Il Presidente degli Stati Uniti ha siglato la legge che determina una nuova festa federale per commemorare la fine della schiavitù. Uno dei momenti più alti non solo per gli Usa, ma per la coscienza dell’intera umanità.

Biden ha firmato infatti, un disegno di legge per rendere Juneteenth, conosciuto anche come il 19 giugno, o “la dodicesima festa federale”. La Camera si è espressa, infatti, con 415 voti a favore e solo 14 contrari.

La storia racconta che il proclama di emancipazione di Abraham Lincoln del 1863 rese liberi gli schiavi negli Stati della Confederazione. Solo nel 1865 però, mediante la ratifica del XIII emendamento, la schiavitù venne definitivamente abolita.

Oggi la schiavitù è finita davvero!
Il Juneteenth National Independence Day sarà la nuova festa che si celebrerà negli Usa ogni 19 giugno.

Un giorno fondamentale, dunque, per l’uguaglianza, le libertà individuali e la dignità umana. Un giorno che imprime nella pietra dell’indifferenza e del razzismo, le parole giustizia ed equità.
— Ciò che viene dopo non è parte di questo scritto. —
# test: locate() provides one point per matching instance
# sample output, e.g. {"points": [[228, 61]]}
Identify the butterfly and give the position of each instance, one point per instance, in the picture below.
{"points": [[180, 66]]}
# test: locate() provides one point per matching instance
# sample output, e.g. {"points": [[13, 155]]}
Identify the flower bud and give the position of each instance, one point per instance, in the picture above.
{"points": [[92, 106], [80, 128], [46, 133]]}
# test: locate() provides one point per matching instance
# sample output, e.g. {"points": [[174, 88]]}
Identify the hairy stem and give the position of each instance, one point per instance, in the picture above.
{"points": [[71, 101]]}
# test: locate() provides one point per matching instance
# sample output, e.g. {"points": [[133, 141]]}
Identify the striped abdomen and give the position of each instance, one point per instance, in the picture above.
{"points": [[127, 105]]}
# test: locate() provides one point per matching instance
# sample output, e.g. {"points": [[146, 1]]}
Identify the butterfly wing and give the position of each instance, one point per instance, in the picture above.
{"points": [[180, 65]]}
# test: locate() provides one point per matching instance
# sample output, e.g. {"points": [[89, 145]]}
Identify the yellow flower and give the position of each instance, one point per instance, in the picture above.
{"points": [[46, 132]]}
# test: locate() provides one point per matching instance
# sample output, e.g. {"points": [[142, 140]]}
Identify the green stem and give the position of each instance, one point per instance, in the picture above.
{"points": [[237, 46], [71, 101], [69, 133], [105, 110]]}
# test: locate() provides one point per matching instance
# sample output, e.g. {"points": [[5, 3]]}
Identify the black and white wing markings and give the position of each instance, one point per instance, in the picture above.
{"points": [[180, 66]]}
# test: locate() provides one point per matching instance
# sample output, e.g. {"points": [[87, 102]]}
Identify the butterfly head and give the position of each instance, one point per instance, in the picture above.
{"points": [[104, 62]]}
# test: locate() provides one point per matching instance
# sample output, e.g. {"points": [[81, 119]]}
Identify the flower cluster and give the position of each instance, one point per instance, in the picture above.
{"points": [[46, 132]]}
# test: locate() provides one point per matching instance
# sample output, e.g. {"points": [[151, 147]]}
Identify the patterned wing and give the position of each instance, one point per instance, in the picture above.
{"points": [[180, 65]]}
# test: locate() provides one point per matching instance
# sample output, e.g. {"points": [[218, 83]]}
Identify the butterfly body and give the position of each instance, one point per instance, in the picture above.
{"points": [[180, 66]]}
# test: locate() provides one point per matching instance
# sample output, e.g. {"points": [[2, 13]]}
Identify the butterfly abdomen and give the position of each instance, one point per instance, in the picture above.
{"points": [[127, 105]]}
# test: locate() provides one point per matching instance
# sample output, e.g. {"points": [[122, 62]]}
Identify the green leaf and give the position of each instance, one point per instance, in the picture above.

Personalmente mi auguro che questo giorno, sia una rinnovata scintilla
che inneschi, dagli Usa all’intero pianeta, il fuoco dei valori comuni, il rispetto della dignità umana senza alcuna distinzione di razza, genere, appartenenza politica, territoriale, sesso, colore o etnia. Una fiamma che scaldi finalmente il concetto di Famiglia Umana ed incenerisca il pregiudizio sulle diversità. Relegando il razzismo ed ogni sua forma di espressione, a mera cenere raccolta sulla brace della propria miseria”.